Barney Thomson(Carlyle) is one of life’s underachievers who having worked for over twenty years in the same establishment a barber finds himself usurped by younger colleagues who have the ability to communicate more fluently with customers and don’t seem to have had the charisma bypass that he has suffered. Frustrated and volatile his situation is only made worse when after being sacked he accidentally kills his boss and finds himself en route to being Glasgow’s answer to Sweeney Todd.
Enlisting the help of his harridan of a mother-brilliantly played in an over the top manner complete with Glaswegian accent and convincing prosthetics by Emma Thomson- he subsequently finds himself in a situation which aside from being a voyage of discovery is also a spiralling descent into evermore implausible and improbable situations.

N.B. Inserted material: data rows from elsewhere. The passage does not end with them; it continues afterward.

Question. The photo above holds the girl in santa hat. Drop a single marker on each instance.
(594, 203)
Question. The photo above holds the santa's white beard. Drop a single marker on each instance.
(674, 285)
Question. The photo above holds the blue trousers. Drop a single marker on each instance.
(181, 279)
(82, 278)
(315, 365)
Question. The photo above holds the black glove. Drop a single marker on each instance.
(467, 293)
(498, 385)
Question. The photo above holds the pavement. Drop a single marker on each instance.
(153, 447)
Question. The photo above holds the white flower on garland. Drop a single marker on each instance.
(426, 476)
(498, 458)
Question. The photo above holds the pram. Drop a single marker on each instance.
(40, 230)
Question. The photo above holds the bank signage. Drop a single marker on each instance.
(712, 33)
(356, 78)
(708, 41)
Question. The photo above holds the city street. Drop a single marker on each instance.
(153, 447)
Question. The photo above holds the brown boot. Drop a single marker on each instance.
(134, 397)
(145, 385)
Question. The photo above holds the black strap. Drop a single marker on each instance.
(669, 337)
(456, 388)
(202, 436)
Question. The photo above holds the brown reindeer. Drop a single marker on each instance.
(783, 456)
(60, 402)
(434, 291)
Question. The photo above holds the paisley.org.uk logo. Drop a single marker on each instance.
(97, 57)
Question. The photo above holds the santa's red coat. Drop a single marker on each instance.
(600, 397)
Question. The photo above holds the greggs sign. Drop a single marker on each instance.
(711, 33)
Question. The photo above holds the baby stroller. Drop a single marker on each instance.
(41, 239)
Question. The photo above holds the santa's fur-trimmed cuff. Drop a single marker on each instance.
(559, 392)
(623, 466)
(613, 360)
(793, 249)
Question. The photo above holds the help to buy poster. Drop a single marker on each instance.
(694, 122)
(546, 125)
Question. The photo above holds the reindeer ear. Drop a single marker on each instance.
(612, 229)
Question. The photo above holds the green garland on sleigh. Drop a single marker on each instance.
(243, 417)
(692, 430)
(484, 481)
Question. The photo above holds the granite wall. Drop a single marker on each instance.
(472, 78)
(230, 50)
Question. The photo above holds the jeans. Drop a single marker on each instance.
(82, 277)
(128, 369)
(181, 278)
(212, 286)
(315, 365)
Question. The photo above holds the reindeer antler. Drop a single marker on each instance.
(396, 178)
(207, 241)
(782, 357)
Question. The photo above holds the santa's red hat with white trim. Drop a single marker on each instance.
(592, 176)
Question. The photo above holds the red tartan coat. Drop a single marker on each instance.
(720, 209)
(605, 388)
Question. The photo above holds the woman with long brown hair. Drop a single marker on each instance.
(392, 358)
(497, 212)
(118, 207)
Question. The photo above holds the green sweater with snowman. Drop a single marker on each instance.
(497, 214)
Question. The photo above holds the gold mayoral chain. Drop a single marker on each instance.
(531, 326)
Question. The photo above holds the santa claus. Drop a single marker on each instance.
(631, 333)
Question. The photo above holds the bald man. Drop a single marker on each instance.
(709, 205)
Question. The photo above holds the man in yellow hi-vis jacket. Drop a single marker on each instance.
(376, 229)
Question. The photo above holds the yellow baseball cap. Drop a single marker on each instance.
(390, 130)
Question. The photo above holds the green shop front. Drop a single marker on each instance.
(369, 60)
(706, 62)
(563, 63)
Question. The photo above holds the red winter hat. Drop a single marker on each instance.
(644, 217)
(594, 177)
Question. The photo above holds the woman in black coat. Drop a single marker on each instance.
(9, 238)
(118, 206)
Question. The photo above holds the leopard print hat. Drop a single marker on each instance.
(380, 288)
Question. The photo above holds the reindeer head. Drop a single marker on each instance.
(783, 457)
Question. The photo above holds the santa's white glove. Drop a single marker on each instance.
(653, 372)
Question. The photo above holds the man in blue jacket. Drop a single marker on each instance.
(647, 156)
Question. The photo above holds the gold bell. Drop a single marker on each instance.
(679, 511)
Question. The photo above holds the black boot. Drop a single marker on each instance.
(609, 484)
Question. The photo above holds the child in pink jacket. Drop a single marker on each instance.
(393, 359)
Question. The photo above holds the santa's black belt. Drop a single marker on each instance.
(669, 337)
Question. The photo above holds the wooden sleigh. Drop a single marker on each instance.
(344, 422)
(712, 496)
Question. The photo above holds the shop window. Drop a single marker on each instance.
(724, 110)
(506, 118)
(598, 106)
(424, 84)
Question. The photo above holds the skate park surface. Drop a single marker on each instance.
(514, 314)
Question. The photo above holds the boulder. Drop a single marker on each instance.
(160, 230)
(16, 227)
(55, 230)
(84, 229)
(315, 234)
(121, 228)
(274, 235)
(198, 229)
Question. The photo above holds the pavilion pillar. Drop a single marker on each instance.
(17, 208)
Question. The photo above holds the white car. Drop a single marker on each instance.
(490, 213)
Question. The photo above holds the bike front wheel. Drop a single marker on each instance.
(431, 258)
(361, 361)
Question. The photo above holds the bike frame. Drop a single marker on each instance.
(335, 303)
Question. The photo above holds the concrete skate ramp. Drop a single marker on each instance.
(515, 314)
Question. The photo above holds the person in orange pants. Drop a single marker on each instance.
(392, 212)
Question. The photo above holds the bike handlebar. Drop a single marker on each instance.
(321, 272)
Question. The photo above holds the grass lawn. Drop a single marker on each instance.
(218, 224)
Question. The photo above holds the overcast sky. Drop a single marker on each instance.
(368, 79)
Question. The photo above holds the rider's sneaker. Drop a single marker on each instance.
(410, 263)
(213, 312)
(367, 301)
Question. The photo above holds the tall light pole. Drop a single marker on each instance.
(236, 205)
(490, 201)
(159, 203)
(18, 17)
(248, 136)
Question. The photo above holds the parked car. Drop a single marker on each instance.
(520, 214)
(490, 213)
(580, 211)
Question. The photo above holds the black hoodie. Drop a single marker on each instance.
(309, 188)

Parallel to this scenario is a mass murderer on the loose on the Glasgow streets who posts body parts of their quarry to their victims’ families. The police team investigating this spate of killings is led by an over the top Ray Winstone and his trusty but bumbling assistant who is also being thwarted and usurped in his own ambitions by a younger female officer (Ashley Jensen).
Both stories eventually merge and the outcome is nowhere as unexpected as I suspect it would like to think itself as the clues are obvious in the plot from the very outset but this doesn’t make the film any less enjoyable.
‘The Legend of Barney Thomson’ is probably a good choice for an opening film for this year’s festival even if it does stray on the side of safe. Carlyle, Winstone and Jensen are ably supported in their roles by a stellar cast which also includes martin Compston and Samuel Robertson although it is Emma Thomson who steals the show in her over the top but still highly believable guise as a Glasgow harpy. The film is not the most memorable film you are likely to see at this year’s event but that doesn’t mean it is not enjoyable for its duration.